Lo miramos sin dar crédito, y él se quitó el fusil del hombro para subrayar la orden. Miré los grandes charcos que había delante.

—Hijos, quitaos los zapatos —pidió mi padre—, y los calcetines.

Él así lo hizo, y se vio con los pies descalzos en el frío charco. Yo estaba demasiado conmocionada para reaccionar, pero mi hermano, Simon, que entonces tenía la edad que tengo yo ahora, se enfadó. La humillación que había sufrido mi padre lo hizo enfurecerse. Se plantó delante del soldado, aun siendo —como toda nuestra familia— más bien canijo, y gritó:

—¡Déjelo en paz!

—¡Cierra el pico!

—¡Mi padre le salvó la vida a un soldado alemán!

En vez de responderle, el soldado le dio en la cara con la culata del fusil. Mi hermano cayó al suelo, y mi padre y yo corrimos en su auxilio. Tenía la nariz rota y le había saltado un diente.

—¡Los zapatos!

Simon era incapaz de hacer nada salvo llorar de dolor. Era la primera vez que alguien nos pegaba. Y, encima, con saña.

Mi padre le quitó los zapatos para que el soldado no volviera a pegarle. Yo tenía tanto miedo que también me quité los zapatos y los calcetines. Ayudamos a Simon, que seguía llorando, a levantarse. Mi padre nos cogió de la mano y nos la apretó con fuerza, como si así pudiera hacernos sentir seguros. Y fuimos pisando los helados charcos, descalzos.

El soldado vociferó:

—¡Espero que hayáis aprendido la lección!

En efecto. Mi padre comprendió que los alemanes no dictaban leyes de las que pudiera fiarse. Saludar o no saludar daba lo mismo, las normas siempre se interpretaban de forma que lo pudieran martirizar a uno. Y a partir de ese instante Simon supo que no volvería a encararse con un alemán. Un golpe, un diente menos, la nariz rota, y su voluntad de resistir quedó quebrada para siempre. Yo también entendí una cosa mientras caminaba descalza por los helados charcos, primero me empezaron a doler los dientes del frío, luego los pies se me quedaron entumecidos, y miraba a mi padre profundamente avergonzada: los adultos ya no podían protegerme.

Mi padre también lo supo, lo vi en sus ojos tristes. Y sufría por ello mucho más que yo. Me habría gustado abrazarlo, como hacía él conmigo cuando de pequeña tenía miedo por la noche. Pero esa no era ninguna pesadilla de la que uno pudiera despertar.
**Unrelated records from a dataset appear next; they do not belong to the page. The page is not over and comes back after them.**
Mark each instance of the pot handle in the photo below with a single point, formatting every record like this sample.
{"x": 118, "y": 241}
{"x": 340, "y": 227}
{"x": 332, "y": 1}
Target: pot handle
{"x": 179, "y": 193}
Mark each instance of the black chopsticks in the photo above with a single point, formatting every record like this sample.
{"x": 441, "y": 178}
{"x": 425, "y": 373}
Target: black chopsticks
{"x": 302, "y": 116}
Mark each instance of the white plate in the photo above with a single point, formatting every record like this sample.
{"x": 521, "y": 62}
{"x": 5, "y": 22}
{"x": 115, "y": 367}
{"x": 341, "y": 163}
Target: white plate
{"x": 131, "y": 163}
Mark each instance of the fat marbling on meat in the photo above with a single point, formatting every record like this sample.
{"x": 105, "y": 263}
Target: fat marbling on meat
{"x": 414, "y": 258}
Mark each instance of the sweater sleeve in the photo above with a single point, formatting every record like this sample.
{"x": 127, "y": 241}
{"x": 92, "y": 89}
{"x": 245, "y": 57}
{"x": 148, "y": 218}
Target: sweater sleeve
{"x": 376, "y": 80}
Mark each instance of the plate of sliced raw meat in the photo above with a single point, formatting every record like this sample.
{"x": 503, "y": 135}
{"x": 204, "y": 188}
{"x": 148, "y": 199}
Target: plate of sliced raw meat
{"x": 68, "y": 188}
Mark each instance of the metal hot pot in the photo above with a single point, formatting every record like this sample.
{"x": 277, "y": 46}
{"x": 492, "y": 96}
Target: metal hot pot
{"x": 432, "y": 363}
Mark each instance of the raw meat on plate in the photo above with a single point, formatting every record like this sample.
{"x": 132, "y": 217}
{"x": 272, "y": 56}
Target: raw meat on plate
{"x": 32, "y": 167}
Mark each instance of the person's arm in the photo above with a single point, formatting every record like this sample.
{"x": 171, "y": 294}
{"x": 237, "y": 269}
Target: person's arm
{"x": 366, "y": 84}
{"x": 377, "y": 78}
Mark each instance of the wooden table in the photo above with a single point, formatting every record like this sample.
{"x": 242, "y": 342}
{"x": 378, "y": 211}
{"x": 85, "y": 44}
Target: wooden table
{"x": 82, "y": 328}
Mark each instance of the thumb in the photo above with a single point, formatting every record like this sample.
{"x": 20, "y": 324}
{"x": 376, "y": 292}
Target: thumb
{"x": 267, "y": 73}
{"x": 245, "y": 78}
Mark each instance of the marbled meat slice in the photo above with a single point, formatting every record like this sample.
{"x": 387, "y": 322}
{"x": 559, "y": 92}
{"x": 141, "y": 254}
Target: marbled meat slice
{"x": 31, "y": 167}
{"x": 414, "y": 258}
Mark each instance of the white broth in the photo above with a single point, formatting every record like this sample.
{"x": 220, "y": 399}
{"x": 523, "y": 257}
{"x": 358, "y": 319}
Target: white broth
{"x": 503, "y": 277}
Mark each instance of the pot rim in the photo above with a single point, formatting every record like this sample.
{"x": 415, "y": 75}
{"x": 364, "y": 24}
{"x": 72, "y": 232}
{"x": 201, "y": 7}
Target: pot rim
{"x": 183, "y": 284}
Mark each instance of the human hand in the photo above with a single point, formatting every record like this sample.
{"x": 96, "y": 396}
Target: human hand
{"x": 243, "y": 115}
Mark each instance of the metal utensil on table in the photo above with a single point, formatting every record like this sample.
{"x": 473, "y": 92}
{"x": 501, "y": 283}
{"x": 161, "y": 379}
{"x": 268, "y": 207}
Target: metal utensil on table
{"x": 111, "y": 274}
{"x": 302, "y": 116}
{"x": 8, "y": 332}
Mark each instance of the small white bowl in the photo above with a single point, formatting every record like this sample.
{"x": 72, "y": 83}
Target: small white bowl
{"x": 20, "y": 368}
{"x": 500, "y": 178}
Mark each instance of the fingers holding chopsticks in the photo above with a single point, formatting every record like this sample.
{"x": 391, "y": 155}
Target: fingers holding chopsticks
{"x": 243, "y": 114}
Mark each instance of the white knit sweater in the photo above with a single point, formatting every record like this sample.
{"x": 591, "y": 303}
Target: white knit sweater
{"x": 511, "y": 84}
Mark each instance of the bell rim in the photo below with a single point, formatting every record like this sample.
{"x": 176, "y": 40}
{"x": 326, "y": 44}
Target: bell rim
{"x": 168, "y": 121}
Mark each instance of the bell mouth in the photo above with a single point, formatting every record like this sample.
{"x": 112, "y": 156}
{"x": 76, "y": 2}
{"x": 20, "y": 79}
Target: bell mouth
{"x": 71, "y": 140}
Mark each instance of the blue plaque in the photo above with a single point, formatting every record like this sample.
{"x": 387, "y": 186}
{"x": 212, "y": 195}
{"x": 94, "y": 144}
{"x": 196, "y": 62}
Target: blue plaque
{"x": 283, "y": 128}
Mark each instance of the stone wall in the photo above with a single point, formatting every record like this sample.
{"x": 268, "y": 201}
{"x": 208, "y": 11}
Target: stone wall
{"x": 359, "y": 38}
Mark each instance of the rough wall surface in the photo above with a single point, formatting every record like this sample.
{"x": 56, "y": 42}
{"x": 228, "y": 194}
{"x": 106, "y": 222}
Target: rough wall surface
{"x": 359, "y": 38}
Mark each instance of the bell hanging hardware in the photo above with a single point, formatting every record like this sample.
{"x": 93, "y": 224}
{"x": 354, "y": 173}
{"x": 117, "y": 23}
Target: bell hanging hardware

El soldado alemán quería que siguiéramos atravesando los charcos, arriba y abajo, a modo de espectáculo para la gente. Los transeúntes polacos, turbados, miraban hacia otro lado. Al menos la mayoría. Pero también hubo algunos que se rieron. Uno incluso gritó:

—¡Por fin están los judíos en el arroyo!

Mientras sufríamos tamaña humillación, le apreté la mano a mi padre y le dije en voz baja:

—Te quiero, pase lo que pase.

Claro que entonces yo aún no intuía todo lo que podía llegar a pasar.

Del entierro me llegaron las risotadas de los soldados alemanes. Al parecer se estaban divirtiendo a costa de los asistentes. Quizá los obligaran a bailar alegremente. Me habían contado que gastaban esas bromas de mal gusto.

Fuera lo que fuese lo que estaba ocurriendo, no podía perder el tiempo. Cogí mis bolsas y, agachada, fui de tumba en tumba hacia la salida.

Entonces uno de los soldados ordenó:

—¡Que os riais!

Acto seguido oí la risa atormentada de los dolientes. No podía hacer nada. Esto era el gueto. Mi hogar.